While more than one personal-finance expert has grown a fanbase by combining money smarts with a sharp tongue, Laura Adams, C’90, also known as the Money Girl, prefers a different approach. When it comes to helping people take control of their money, Adams believes in equipping people with information they can use to help themselves. No soapboxes, no grandstanding, just practical advice and insights to fill in the gaps of their own experience and knowledge. And kindness—lots of kindness.

Adams is host of the Money Girl podcast. Started in 2008 and downloaded more than 40 million times since then, it’s the primary hub from which she reaches her legions of loyal followers. With each episode “a mix of motivation and education” and “a little training session,” Adams has earned a reputation as someone who can make complex financial topics easy to understand.

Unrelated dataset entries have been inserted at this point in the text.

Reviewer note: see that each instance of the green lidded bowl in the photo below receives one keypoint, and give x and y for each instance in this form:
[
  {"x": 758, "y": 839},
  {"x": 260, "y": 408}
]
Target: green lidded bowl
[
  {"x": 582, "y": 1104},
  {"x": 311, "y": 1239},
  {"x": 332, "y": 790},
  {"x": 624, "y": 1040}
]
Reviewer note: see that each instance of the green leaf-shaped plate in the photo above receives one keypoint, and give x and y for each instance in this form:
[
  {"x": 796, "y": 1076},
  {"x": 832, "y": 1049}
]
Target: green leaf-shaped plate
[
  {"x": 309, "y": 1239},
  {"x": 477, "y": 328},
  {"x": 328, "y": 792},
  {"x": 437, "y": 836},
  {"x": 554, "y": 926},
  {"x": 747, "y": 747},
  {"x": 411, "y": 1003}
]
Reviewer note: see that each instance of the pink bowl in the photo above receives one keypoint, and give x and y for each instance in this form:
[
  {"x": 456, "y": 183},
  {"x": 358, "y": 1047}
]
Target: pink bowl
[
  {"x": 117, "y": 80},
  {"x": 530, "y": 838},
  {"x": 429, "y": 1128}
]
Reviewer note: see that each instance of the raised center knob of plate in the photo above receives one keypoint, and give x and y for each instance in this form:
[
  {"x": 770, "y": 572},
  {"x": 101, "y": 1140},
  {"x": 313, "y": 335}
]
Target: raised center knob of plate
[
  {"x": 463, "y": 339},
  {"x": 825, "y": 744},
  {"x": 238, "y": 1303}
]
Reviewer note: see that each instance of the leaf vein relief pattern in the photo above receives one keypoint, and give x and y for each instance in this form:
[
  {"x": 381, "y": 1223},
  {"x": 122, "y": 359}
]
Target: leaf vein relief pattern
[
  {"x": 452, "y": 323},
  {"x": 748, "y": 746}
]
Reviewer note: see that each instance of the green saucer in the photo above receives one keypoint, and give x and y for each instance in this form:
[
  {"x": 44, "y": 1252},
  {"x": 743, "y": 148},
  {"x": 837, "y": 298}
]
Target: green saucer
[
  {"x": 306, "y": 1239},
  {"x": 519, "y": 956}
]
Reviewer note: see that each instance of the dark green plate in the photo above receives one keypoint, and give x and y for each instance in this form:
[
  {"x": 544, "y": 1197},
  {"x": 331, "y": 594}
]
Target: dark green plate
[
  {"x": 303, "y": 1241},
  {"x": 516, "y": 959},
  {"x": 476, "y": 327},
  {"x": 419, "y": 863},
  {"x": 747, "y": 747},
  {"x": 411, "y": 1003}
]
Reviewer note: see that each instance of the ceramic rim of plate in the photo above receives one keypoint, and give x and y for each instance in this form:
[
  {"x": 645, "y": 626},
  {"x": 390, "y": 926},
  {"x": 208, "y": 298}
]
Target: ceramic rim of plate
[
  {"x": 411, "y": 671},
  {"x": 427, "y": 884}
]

But before Adams became a personal-finance expert, her own money was a mess. Like so many of her listeners, she was in over her head when it came to figuring out her finances. So she got to work making changes, never knowing it would turn into a career as a popular podcaster, award-winning author, speaker, and media spokesperson.  

Originally from the Charleston, South Carolina, area, Adams grew up hearing about Sewanee from her great-uncle, Norwood Harrison, who graduated in 1938. Adams found herself attracted to the idea of a more remote locale with a landscape uniquely different from that of coastal South Carolina. 

It was Sewanee’s geography that would also soon redirect her coursework. First an economics major, Adams couldn’t help but feel like she was missing out on the some of the best of what Sewanee had to offer. So she became a natural resources major.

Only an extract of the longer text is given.